The best OOM kill is the one that never happens because you noticed memory trending up and acted first. DigitalOcean's built-in monitoring can trigger alerts when memory utilization exceeds a threshold — enable it from the Droplet's Graphs tab and configure an alert policy at around 80–85% used RAM. That gives you a window to act before the kernel has to.

For more granular control, a lightweight agent like netdata (open source, free tier available) can alert on specific metrics including available RAM dropping below an absolute value rather than just a percentage:

bash <(curl -Ss https://my-netdata.io/kickstart.sh)

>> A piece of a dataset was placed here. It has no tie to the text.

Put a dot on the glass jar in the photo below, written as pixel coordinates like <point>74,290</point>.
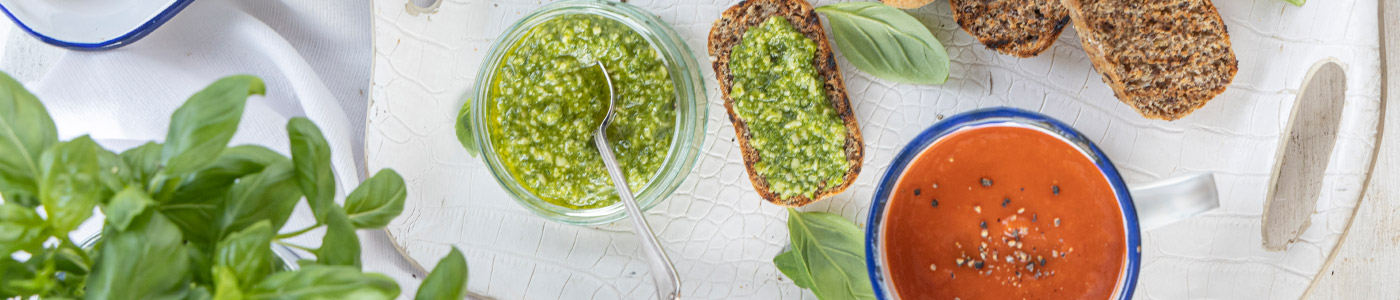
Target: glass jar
<point>689,104</point>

Once installed, Netdata streams live metrics at one-second resolution and has a built-in alerting engine. You can configure it to send notifications via email, Slack, or PagerDuty when free RAM drops below a hard floor.

Common Pitfalls

• Assuming the app log tells the full story. It never does for OOM kills. Always check the kernel log first.
• Adding swap as a permanent fix. Swap buys time; it does not fix the leak. A process that swapped out hard before being killed just means your app was degraded for longer before dying.
• Setting memory limits too tight. If you cap a service at 256 MB and it legitimately needs 400 MB at peak load, you'll just manufacture OOM kills instead of preventing them. Profile your app's actual peak usage first.
• Forgetting to persist sysctl changes. Values set with sysctl directly reset on reboot. Always write them to a file under /etc/sysctl.d/.
• Running without sysstat. Install it on every server at provisioning time. It has near-zero overhead and is invaluable after the fact.

Wrapping Up

OOM kills are silent by design, but they leave clear evidence if you know where to look. Here are the concrete next steps to take right now:

1. SSH into your Droplet and run sudo journalctl -k | grep -i oom to check whether a kill has already happened.
2. Install sysstat if it isn't running, so you have historical memory data for the next incident.
3. Set MemoryMax in your systemd unit file (or mem_limit in your Compose file) based on your app's actual measured peak usage plus 20% headroom.
4. Add a swap file if your Droplet doesn't have one, and set vm.swappiness=10.
5. Configure a memory alert in DigitalOcean's monitoring panel at 80% utilization so you can investigate before the kernel is forced to act.